If this attribute is specified with value true and if an element is explicitly selected, this element is saved to the specified location.

If multiple nodes are explicitly selected, their parent element is saved and a special processing-instruction <?select-child-nodes>, specifying which nodes are selected, is added to the root element of the saved document.

Example, the user has selected paragraphs with content 2, 3 and 4:

<div>
  <?select-child-nodes 3-5?>
  <p>1</p>
  <p>2</p>
  <p>3</p>
  <p>4</p>
</div>

In the above example, 3-5 is a node range intended to be tested using position(), the XPath built-in function.
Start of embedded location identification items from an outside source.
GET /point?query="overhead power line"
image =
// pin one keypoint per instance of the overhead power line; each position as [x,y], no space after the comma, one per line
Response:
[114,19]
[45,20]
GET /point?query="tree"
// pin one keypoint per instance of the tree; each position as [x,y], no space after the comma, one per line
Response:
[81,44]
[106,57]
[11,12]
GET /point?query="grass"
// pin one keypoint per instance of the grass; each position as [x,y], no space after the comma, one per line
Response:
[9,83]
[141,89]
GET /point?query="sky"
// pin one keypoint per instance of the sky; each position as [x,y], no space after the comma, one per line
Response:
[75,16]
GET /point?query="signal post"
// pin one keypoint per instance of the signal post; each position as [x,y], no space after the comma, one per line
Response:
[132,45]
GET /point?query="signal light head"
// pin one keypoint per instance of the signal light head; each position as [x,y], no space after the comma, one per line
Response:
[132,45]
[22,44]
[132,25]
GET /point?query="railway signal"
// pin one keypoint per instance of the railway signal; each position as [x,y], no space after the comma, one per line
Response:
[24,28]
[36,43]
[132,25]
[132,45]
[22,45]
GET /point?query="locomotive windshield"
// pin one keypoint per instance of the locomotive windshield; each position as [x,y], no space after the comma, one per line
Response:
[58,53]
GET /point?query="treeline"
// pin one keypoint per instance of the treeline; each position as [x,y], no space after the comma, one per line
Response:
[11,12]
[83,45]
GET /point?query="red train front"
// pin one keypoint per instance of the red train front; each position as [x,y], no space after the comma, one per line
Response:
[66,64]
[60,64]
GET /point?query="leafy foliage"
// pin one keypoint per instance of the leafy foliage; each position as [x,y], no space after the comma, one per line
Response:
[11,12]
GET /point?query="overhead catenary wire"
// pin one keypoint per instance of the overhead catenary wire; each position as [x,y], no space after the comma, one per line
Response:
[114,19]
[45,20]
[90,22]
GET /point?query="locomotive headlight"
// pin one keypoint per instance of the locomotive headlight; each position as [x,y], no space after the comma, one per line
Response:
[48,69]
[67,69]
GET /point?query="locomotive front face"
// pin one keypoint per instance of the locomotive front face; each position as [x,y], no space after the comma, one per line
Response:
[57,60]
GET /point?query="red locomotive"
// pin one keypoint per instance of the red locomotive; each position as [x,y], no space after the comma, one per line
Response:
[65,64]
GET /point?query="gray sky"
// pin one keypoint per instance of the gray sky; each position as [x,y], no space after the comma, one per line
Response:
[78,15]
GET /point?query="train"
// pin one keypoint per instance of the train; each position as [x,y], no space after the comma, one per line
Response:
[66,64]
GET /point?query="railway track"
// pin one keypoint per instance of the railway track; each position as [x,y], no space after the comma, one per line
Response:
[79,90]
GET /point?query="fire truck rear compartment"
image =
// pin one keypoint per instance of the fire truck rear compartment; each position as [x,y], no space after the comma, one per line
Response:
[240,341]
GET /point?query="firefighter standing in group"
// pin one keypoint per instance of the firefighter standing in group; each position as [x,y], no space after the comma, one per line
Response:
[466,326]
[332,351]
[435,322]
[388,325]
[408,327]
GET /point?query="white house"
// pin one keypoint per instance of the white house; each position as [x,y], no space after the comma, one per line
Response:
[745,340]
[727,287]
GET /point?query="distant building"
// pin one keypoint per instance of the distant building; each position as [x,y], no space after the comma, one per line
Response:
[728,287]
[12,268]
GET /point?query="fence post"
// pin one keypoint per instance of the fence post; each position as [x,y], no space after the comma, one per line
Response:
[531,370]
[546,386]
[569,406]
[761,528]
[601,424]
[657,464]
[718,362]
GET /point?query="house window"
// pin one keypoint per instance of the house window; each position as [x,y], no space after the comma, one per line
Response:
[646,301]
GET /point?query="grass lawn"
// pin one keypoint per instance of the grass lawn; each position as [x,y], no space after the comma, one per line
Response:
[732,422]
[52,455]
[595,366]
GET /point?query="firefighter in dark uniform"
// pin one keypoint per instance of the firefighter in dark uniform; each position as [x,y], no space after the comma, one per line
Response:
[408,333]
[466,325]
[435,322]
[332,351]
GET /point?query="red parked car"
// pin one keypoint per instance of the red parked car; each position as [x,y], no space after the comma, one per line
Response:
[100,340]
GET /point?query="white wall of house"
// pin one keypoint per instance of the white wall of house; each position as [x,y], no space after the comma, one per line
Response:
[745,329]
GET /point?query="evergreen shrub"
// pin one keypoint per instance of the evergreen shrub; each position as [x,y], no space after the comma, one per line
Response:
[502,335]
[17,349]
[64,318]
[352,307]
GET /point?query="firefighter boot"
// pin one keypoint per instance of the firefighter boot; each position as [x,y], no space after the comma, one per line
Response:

See Section 2.1, “Convert explicitly or implicitly selected para to a formalpara below to learn how to handle such multiple node selection in the XSLT style sheet.

Otherwise, it is the whole document which is saved to the specified location.

preserveInclusions

If this attribute is specified with value true , the generated XML file contains

  • references to external entities,

  • transclusion directives (e.g. XInclude).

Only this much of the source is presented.